Japan is a mysterious country, filled with history and cultural niches there’s no question as to why it’s become a muse for many musicians and artists over the years. To really explore the sonic landscape of Japan we’ve put together this ultimate Japan playlist. Featuring Japanese and foreign artists and songs from both the past and present day it’s a musical journey as eclectic and fascinating as the country itself.
While a little cliché, ‘Alone in Kyoto’, the stunning ambient gem from French duo Air is a must add to any Japan themed playlist. This single was one of the standout tracks from the 2003 cult film Lost in Translation. Though this track is instrumental, it definite says a lot without lyrics. Ambient and lonely while maintaining a feeling of comfort it perfectly encapsulates the feeling of travelling through Japan’s countryside where stunning beauty and unfamiliarity collide.
On the more abrasive end of the spectrum ‘Linda Linda’ by Japanese rock band The Blue Hearts is pretty much the country’s alternative national anthem. A staple on every booze soaked karaoke playlist and one of the most covered Japanese songs of all time, it is almost impossible not to sing along to this hooky earworm .
More of an obscure track on the list but it’s worth your attention. ‘One Summer’ is taken from Australian based producer Ghosting’s (aka Andrei Eremin) ambitious debut instrumental mixtape Reimagining Miyazaki which was released earlier this year. On this release Eremin reworked a number of iconic tracks from the soundtracks of Hayao Miyazaki’s films. ‘One Summer’ is the glittery remake of the Spirited Away gem.
As the story goes, Weezer front man Rivers Cuomo wrote this track after receiving a letter from a young Japanese fan. In the song Cuomo addresses the fan and her letter, in which she asked questions about his everyday life. Upon receiving the letter Cuomo fell into some sort of unknowing love with the fan. It’s a bit of a weird story but in another way it’s also incredibly sweet. The album Pinkerton from which this song was taken is actually loosely based on the Puccini opera Madame Butterfly.
Forming in high school, Japanese rock group Radwimps have become one of the country’s most loved bands. Thanks to their ability to craft catchy and accessible rock pop gems, they’ve maintained their spot atop the J-rock throne for over a decade now. Earlier this year they released the track ‘前前前世 (Zenzenzense)’ (translation: Past, Past, Past, Present) for the mega box office anime hit that was Your Name (in Japanese: : Kimi no Na wa). One of the biggest films to come out of the country in recent years, the soundtrack and this single has been attributed to the film’s success.
One of the country’s most prolific and groundbreaking artists Nujabes did a lot to pave the way for modern hip hop artists in Japan. Even post his untimely passing, his sounds still infiltrate the Japanese hip hop landscape.

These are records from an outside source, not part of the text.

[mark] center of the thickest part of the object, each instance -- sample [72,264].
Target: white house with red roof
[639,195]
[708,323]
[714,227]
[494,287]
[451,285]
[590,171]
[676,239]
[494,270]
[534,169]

Melding jazz and US style hip hop beats, he connected what was happing in the rather isolated Japan with the rest of the musical world. In 2006 he crafted the soundtrack for the forward thinking anime Samurai Champloo, ‘Tsurugi No Mai’ a cut from this soundtrack is the ideal laid-back antidote to the hectic everyday hustle and bustle of modern city life.
With releases that are equal parts experimental and danceable, Kyoka is one of the country’s most interesting names when it comes to boundary pushing electronic music. Mixing electronic manipulation with organic field (everyday sound) recordings, the now Berlin based group blends Japanese ideology with modern sound art to craft something truly unique.
Arguably Japan’s biggest national and international hit, the 1961 hit ‘Sukiyaki’, known in Japanese as ‘Ue o Muite Arukou’, by Kyu Sakamoto is the story of a man who has to watch the sky while he walks to prevent his tears from falling. One of the most interesting aspects of the story is that in English ‘Sukiyaki’ is actually grilled meat and doesn’t have any connection to the song lyrics, however it was just easier to foreign audiences to say.
Over the years this track has becoming a staple for many Japanese and international house DJ sets. Thanks to its upbeat and super sweet, lyrics and a simple backing beat, the single has been remixed by producers across the world. Undeniably catchy, it’s pretty much impossible not to listen to on repeat.
Digging even deeper into the Japanese dance world, Dj Nori is as talented as he is enigmatic. His hectic but catchy 2014 dance floor killer ‘80’s Drugs’ is one of the most danceable gems to be released in the past 10 years. Combining New York influence and Tokyo energy he’s definitely one artist you should listen to if you want insight into Japan’s underground music scene.